C’est un certain M. François Denis qu’on écoutait religieusement qui avait été nommé expert pour attribuer une valeur à chacun des objets de la maison. Il a en fait été convenu qu’on commençait par examiner les biens situés à Vauléon puis qu’on irait ensuite voir ce qu’il y a au Pront. Je ne comprends pas tout exactement, mais le notaire m’aide un petit peu : la famille Geffroy a toujours vécu au Vauléon, c’est là que les petites sont nées mais ils ont aussi une propriété au Pront. C’est tout de même étrange, soit depuis peu, Marguerite et son mari, Jean ne semblaient plus vivre vraiment ensemble, soit ils alternaient entre leur maison au Pront et leur demeure au Vauléon… Jean Richard, le frère de la défunte, lui, vit bien au Pront. Jean, le veuf indique, quant à lui, demeurer aux lieux de Vauléon et du Pront tandis que sa fille, Anne, également mon ancêtre dit vivre seulement au Vauléon et la benjamine, Marguerite dit vivre seulement au Pront.

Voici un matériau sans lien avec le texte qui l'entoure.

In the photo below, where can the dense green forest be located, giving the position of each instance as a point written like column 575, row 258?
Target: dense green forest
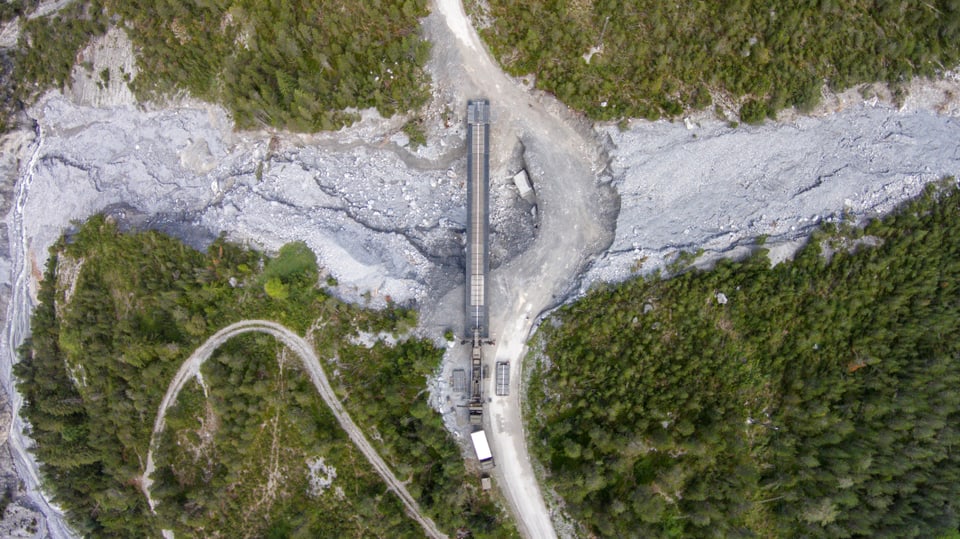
column 816, row 398
column 660, row 58
column 290, row 63
column 251, row 450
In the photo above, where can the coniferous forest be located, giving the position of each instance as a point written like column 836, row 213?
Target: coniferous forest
column 286, row 63
column 249, row 450
column 816, row 398
column 648, row 58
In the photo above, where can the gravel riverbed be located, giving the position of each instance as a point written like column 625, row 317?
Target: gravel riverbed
column 388, row 222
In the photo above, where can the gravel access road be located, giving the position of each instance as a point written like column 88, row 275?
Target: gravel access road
column 576, row 215
column 304, row 350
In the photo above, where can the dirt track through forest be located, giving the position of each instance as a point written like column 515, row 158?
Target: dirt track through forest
column 311, row 364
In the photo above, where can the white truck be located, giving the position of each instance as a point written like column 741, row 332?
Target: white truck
column 482, row 449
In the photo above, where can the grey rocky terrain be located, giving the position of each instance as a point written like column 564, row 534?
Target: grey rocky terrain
column 387, row 221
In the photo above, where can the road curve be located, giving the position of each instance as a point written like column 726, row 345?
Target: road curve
column 564, row 162
column 303, row 349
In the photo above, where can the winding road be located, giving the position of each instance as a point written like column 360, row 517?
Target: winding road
column 304, row 350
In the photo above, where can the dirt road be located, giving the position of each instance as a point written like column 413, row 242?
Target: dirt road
column 576, row 223
column 304, row 350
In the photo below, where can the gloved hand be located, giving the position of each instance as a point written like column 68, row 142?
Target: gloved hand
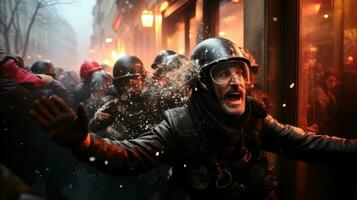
column 60, row 122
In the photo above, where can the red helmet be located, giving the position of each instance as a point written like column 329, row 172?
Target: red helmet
column 89, row 67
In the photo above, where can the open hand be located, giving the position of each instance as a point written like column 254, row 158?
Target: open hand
column 60, row 122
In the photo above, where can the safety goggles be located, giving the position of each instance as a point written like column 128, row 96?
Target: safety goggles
column 224, row 72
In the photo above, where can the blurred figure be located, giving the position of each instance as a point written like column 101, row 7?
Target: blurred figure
column 70, row 80
column 55, row 87
column 160, row 58
column 107, row 68
column 20, row 61
column 18, row 90
column 323, row 106
column 128, row 113
column 59, row 72
column 82, row 91
column 43, row 67
column 168, row 64
column 255, row 89
column 100, row 85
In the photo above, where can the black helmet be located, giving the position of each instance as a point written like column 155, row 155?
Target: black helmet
column 216, row 50
column 128, row 66
column 213, row 51
column 170, row 63
column 160, row 58
column 43, row 67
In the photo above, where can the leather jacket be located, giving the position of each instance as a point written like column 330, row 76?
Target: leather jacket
column 177, row 142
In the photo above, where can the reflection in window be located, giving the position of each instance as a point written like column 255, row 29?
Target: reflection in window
column 192, row 34
column 231, row 21
column 328, row 50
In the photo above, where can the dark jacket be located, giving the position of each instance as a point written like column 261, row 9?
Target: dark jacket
column 177, row 140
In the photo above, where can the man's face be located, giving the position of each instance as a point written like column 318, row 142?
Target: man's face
column 331, row 82
column 229, row 82
column 134, row 84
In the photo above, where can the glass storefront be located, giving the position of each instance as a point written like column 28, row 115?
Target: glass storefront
column 328, row 52
column 327, row 81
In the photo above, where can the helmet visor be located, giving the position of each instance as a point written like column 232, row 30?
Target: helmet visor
column 223, row 73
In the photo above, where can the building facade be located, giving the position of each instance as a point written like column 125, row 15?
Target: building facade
column 295, row 42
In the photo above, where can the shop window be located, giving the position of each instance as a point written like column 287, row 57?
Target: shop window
column 176, row 40
column 327, row 71
column 231, row 21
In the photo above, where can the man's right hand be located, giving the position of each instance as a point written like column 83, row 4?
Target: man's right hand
column 60, row 122
column 101, row 116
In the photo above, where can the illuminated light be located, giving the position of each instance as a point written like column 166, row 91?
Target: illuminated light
column 92, row 159
column 114, row 55
column 164, row 5
column 311, row 9
column 108, row 40
column 222, row 33
column 181, row 51
column 313, row 49
column 147, row 18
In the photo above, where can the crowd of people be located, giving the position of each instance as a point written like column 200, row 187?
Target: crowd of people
column 196, row 129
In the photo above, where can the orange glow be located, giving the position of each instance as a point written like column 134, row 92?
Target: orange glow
column 164, row 5
column 313, row 49
column 222, row 33
column 311, row 9
column 116, row 55
column 147, row 18
column 108, row 40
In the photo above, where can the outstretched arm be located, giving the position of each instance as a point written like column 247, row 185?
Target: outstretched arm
column 120, row 158
column 308, row 146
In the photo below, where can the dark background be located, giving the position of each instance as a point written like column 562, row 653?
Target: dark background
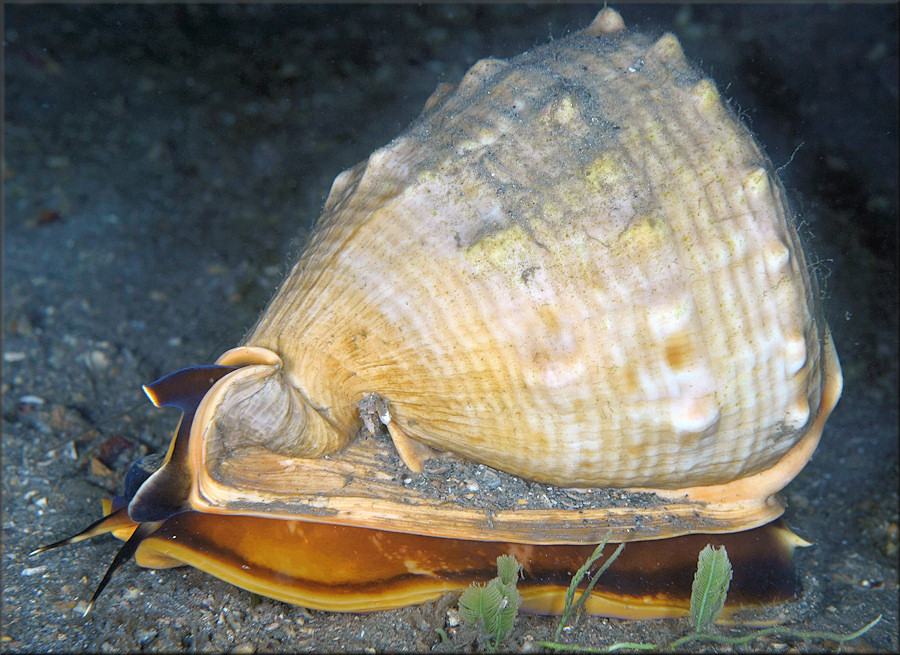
column 162, row 165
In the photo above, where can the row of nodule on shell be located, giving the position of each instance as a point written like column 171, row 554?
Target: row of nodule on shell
column 576, row 266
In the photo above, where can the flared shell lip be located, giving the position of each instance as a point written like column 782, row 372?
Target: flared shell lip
column 738, row 505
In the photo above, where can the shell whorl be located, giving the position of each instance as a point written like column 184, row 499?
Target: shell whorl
column 577, row 266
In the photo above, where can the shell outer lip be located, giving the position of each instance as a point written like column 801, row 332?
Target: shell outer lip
column 739, row 505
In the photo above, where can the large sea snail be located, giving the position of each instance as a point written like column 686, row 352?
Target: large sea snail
column 576, row 267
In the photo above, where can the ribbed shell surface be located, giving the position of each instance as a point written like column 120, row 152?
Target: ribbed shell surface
column 577, row 266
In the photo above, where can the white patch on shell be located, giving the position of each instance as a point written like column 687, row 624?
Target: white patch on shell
column 694, row 415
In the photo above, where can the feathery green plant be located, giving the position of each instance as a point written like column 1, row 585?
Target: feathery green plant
column 711, row 582
column 494, row 605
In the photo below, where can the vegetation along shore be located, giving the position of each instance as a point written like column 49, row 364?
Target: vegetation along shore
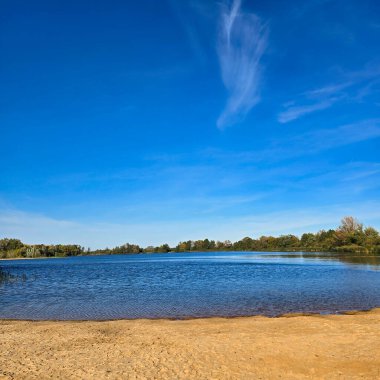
column 350, row 236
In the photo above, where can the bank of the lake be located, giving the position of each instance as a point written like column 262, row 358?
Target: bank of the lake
column 297, row 347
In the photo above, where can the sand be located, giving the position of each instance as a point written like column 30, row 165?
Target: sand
column 293, row 347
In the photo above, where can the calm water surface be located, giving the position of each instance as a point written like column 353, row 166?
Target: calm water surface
column 188, row 285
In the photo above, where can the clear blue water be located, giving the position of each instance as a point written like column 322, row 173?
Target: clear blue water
column 188, row 285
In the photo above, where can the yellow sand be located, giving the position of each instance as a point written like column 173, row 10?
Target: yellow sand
column 297, row 347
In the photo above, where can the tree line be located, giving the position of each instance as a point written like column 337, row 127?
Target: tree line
column 350, row 236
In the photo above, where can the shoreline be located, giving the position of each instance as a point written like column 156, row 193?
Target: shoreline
column 375, row 309
column 288, row 347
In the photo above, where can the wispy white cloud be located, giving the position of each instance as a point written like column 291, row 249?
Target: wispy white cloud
column 242, row 43
column 33, row 228
column 294, row 112
column 354, row 87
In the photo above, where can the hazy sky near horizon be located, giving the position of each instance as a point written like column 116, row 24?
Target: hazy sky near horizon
column 159, row 121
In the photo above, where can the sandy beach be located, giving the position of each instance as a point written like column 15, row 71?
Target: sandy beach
column 289, row 347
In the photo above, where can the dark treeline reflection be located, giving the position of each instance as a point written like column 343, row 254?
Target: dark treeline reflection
column 350, row 236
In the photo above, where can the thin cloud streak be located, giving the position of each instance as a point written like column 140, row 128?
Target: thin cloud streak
column 242, row 43
column 293, row 113
column 327, row 96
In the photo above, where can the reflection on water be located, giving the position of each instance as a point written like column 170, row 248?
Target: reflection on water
column 183, row 285
column 372, row 262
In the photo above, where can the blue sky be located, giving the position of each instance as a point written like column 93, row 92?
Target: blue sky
column 160, row 121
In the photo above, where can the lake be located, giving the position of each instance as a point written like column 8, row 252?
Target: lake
column 182, row 285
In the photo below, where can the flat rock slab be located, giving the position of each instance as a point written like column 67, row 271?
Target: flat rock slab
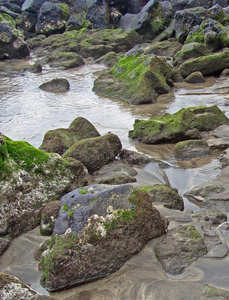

Ferme du Vauléon © Inventaire général, ADAGP

Toujours est-il que la prisée des biens meubles de la communauté commence par ce qu’il y se trouve au sein de la demeure du Vauléon. Il ne fait pas encore très jour dans la maison aux peu d’ouvertures, la pièce principale est donc éclairée grâce à un chandelier à résine. On retrouve un galettier, un trépied et une tournette rien d’étonnant dans une maison de paysans bretons amateurs de galettes et de crêpes. Près de la cheminée, on retrouve aussi un cuit-pommes, un soufflet ainsi qu’une harassoire. On a aussi des marmites, un chaudron, un passe-lait, une baratte, une huche ainsi qu’une petite table et une autre bien plus grande. Par contre, je ne vois qu’une seule chaise, sinon, il y a au moins quatre bancs.

Dans la maison du village de Vauléon, il y a aussi des meubles de rangements : une vieille maie, trois armoires, un banc-coffre, un vaisselier ainsi que quatre lits. Les pentes et rideaux des lits sont faits de serge verte pour la plupart, un seul a des rideaux en coton. Parmi la vaisselle, il y a deux plats en terre, trois assiettes, une assiette en airain, une casserole en cuivre, des cuillers, un entonnoir à saucisses et une poivrière.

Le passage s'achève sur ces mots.